The lawyer of a noted Russian historian who confessed to killing and dismembering his girlfriend has filed a complaint with the Investigative Committee over a video of his client's apparent attempt to commit suicide, which was leaked on the Internet.
Aleksandr Pochuyev told reporters on November 21 that he had officially asked the Investigative Committee's chief, Aleksandr Bastrykin, to look into the distribution of the video and other materials of the case on the Internet and media before the trial of his client, Oleg Sokolov.
On November 21, a video appeared on the Internet showing Sokolov with police officers and other unknown individuals in the historian's apartment. In the video, Sokolov is shown trying to get something from a cabinet and police officers preventing him from doing so.
A police officer later asks other officers if they checked Sokolov's body and says to the historian: "I hope you won't repeat doing what you tried to do now."
Earlier reports said that Sokolov tried to commit suicide by stabbing himself with a dagger on November 15 when he was brought to his apartment, which is a crime scene, as part of an investigation into the grisly murder.
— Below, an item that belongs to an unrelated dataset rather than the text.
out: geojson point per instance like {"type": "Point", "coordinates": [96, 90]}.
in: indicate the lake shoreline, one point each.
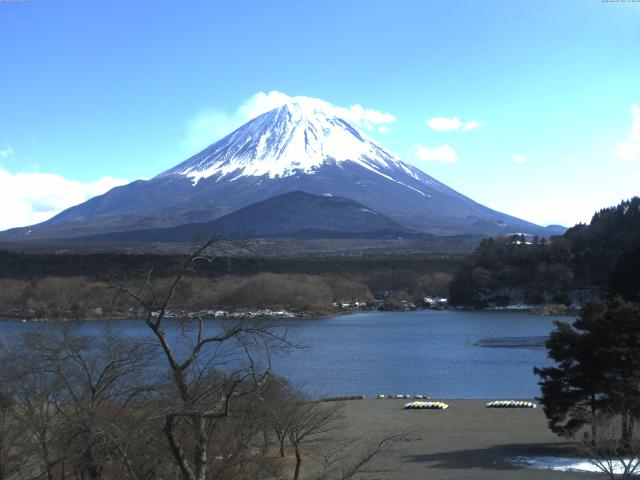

The 63-year-old historian, who was once awarded France’s Order of Legion d'Honneur for his research into military leader Napoleon Bonaparte, was detained on November 9 after being pulled out of the Moika River with a backpack containing the severed body parts of a young woman.
Investigators later found the woman's head in his apartment.
On November 11, Sokolov admitted in court that he killed and dismembered his former student and lover who was a 24-year-old postgraduate student.
The court has ordered that Sokolov be held in pretrial detention for two months while the investigation is carried out.